Göçmenler bağlamında ikinci önemli konu olan Almanya’ya daha fazla nitelikli işgücü getirme konusunda çok ciddi adımlar atılamadı. Yasal düzenlemeler, kolaylaştırmalar yapılmasına rağmen Almanya halen istenilen düzeyde nitelikli işgücü getirme konusunda bir sonuç alabilmiş değil. Bu nedenle tartışmalar önümüzdeki yıl da hız kesmeden devam edecek.
Yabancıların Alman vatandaşlığına geçişini kolaylaştırma adına hazırlanan yasa ise önümüzdeki yıl yürürlüğe girecek.
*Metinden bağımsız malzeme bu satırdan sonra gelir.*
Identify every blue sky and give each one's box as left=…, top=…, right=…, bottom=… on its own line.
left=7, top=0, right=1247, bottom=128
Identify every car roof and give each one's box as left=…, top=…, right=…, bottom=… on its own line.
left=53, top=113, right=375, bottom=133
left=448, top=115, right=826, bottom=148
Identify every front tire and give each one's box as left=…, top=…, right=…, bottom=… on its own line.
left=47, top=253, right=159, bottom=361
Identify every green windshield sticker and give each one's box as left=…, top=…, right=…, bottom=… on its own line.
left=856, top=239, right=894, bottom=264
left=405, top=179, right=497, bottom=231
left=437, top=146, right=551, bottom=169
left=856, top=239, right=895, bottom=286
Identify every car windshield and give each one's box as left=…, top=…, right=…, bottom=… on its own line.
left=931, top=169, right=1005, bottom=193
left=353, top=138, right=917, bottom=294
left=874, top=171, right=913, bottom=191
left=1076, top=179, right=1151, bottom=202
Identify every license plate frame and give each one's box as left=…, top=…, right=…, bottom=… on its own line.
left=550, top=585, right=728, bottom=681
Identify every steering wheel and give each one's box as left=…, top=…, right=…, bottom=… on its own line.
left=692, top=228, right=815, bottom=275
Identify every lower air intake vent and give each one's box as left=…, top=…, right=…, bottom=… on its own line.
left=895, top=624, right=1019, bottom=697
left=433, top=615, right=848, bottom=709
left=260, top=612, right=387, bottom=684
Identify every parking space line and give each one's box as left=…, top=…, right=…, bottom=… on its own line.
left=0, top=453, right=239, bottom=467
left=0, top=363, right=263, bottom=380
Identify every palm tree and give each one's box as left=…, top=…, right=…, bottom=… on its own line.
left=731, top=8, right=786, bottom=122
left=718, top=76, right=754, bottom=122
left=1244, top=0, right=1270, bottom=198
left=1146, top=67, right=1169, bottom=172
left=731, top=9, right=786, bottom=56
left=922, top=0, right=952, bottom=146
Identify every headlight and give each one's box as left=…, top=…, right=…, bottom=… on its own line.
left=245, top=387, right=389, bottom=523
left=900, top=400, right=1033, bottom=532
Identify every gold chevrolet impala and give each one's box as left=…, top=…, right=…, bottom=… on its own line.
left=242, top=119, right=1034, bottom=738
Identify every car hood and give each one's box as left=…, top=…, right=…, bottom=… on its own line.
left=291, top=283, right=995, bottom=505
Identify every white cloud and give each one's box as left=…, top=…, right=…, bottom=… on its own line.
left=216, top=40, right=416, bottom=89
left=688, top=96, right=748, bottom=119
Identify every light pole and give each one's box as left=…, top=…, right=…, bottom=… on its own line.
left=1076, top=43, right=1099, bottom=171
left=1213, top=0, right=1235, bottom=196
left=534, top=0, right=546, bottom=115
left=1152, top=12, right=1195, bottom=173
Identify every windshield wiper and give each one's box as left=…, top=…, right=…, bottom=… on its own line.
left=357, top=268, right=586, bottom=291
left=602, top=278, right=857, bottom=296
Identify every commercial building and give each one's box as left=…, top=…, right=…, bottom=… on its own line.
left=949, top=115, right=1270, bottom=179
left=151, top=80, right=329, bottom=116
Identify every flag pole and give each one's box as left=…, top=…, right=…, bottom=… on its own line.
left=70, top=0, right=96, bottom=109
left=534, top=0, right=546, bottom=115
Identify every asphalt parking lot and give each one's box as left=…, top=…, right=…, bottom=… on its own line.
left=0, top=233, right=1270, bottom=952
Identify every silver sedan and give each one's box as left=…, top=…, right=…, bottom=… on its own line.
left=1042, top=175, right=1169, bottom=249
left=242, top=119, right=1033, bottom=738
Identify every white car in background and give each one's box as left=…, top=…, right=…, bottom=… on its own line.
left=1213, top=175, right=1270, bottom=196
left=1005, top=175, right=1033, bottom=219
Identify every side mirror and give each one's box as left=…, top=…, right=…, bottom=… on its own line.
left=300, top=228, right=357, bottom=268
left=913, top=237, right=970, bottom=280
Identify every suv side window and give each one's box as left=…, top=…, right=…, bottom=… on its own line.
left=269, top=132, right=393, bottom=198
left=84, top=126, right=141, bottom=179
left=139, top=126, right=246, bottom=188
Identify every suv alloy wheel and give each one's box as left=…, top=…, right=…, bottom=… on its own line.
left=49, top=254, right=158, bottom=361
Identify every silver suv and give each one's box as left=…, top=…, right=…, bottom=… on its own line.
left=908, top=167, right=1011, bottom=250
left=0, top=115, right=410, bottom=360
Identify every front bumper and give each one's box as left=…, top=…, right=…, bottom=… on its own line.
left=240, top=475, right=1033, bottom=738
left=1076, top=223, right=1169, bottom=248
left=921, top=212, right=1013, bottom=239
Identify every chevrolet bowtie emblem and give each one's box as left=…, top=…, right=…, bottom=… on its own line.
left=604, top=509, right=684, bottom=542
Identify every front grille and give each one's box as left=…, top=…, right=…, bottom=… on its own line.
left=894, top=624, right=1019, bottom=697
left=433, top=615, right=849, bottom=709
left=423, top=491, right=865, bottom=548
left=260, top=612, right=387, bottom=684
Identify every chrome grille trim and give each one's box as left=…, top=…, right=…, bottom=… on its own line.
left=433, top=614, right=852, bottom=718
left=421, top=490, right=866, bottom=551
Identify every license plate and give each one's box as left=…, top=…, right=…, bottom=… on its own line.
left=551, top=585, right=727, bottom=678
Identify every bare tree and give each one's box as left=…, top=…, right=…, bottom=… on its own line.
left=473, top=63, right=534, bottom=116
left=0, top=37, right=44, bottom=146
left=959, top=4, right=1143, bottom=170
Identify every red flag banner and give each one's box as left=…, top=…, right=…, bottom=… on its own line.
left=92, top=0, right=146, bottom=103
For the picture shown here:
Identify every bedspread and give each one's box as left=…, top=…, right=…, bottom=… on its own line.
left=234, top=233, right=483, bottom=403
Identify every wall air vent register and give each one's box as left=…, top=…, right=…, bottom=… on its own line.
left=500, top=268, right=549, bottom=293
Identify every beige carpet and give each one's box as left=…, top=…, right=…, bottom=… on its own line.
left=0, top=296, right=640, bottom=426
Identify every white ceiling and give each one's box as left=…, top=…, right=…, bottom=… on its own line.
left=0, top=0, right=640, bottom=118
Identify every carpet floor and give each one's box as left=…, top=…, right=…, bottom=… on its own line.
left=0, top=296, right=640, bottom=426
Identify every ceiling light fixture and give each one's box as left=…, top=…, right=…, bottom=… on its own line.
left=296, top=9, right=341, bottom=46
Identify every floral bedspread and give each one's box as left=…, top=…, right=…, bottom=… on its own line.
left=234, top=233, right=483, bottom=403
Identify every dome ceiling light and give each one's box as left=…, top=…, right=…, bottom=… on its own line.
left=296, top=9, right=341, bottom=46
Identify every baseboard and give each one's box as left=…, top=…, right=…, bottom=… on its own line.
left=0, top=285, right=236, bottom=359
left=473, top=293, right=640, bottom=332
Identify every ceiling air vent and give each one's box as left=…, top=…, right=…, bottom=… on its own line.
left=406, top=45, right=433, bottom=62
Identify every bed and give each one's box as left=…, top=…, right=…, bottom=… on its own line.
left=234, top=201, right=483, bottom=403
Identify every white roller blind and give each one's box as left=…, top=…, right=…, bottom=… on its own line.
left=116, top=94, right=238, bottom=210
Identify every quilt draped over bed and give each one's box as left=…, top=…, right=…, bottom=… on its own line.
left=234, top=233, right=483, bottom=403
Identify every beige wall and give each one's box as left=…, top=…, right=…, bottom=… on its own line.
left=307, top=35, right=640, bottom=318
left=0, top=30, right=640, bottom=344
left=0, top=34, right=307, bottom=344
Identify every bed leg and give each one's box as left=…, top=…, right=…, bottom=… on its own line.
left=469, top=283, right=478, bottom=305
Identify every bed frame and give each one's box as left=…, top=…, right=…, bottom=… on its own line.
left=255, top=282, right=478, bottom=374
Kolaylaştırmaların asıl olarak nitelikli işgünü çekmeye yönelik olduğu, yoksul göçmenlerin önüne konulan şartlardan anlaşılıyor.
Diğer taraftan Filistin’de başlayan savaşa bağlı gelişmeler ekseninde de göçmenler yoğun bir şekilde tartışma konusu yapıldı.
TÜRKİYE KÖKENLİLERİN 2023’Ü
Alman basını tarafından da 2023’te gerçekleşen en önemli olaylar arasında sıralanan ve Erdoğan’in üçüncü kez seçilmesine yol açan “Türkiye seçimleri” Avrupa’daki Türkiye kökenli göçmenleri de önemli ölçüde etkisi altına aldı. Önceki seçimlere göre kutuplaşma ve gerilimin görece az olduğu seçimlerde Erdoğan’ın partisi ve kendisi oy kaybına uğradı. Ancak buna rağmen güçlü kalmaya devam etti. En dikkat çekici olan ise seçimlere katılım oranının artması oldu. Türkiye’de önümüzdeki dönemde de seçimler gündem olmaya devam edecek. Mart ayında yapılacak belediye seçimlerinde yurtdışında yaşayan seçmenler oy kullanmayacak. Ancak muhtemel olan Anayasa referandumunda yeniden sandık görürülebilir.
Keza, Almanya’da oynanacak Avrupa Futbol Şampiyonasına Türkiye’nin de katılmaya hak kazanması, uyum, entegrasyon ve diaspora bağlamında Türkiye kökenlileri yeniden tartışma konusu yapabilir.
Erdoğan’ın 17 Kasım’da Berlin’de yaptığı ziyaret sırasında verilen mesajlar, her iki ülke arasında ekonomik ilişkilerin önemli olduğunu gösterdi. Ekonomik ilişkilerin dönemsel siyasi tartışmalar ve gerilimlerden etkilenmemesi için tarafların oldukça hassas davrandığı görüldü. Çıkarlara dayalı karşılıklı mahkumiyet, siyasi ilişkilerin belli bir dengede tutulmasını adeta dayatıyor. Bu nedenle Türk-Alman ilişkileri 2024’te de bu denge üzerinde kalmaya devam edecek görünüyor.